# Need place to display



## dive328 (May 26, 2011)

I have 5 wildlife mounts that need a safe home for display. 
I am not at the point where I am ready to sell of give up full ownership. 
But need a safe, hands off location for LONG TERM display of my mounts. 
I have two Michigan White tail a 5 and a 6 point, two Wild Boar, and a Black Bear mount (half body) that need a safe home.


----------



## taxidermist72 (Oct 24, 2010)

if you have a local hunting or fishing store they may be more than happy to display them. Try Gander mountian, cabelas, or a local bait shop....


----------



## DFJISH (Mar 30, 2009)

taxidermist72 said:


> if you have a local hunting or fishing store they may be more than happy to display them. Try Gander mountian, cabelas, or a local bait shop....

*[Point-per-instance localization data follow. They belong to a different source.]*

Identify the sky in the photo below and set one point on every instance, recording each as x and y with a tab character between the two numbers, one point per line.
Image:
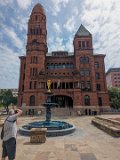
64	17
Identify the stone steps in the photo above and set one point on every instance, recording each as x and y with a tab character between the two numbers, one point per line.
111	127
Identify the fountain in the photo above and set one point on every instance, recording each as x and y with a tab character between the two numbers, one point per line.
54	128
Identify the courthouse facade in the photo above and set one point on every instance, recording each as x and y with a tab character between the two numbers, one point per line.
78	78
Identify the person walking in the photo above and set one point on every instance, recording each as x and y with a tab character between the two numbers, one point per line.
10	133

Those are some good suggestions. The big ones (Cabelas and GM) are _super selective_ about what they display and own almost all of the fish and game they show.
If you deal with a local bait shop/sporting goods store you should have a WRITTEN agreement so it is clear that *YOU own* the mounts. Also, it would be preferrable if the mounts are displayed OUT OF REACH of viewers/customers. Been here done that. Mounts can be moved (and come up missing) during store remodeling or damaged when people try to move them to see them better. Allowing your mounts to be displayed in any public place is going to put them at risk, and you really need to take steps to insure their safety frorm theft and/or damage. Good luck.


----------



## Big Buck (Feb 8, 2000)

I know for sure Cabelas will not let you, I was involved with having Michagin mounts in there and they will not allow it, real long story. Gander will if the have room I have a few at Novi Gander, talk to a manager and be ready to sign your life away they do not want any responsability of the mounts.

How long do you need them stored for? I have some room you could use if needed. 

Good luck


----------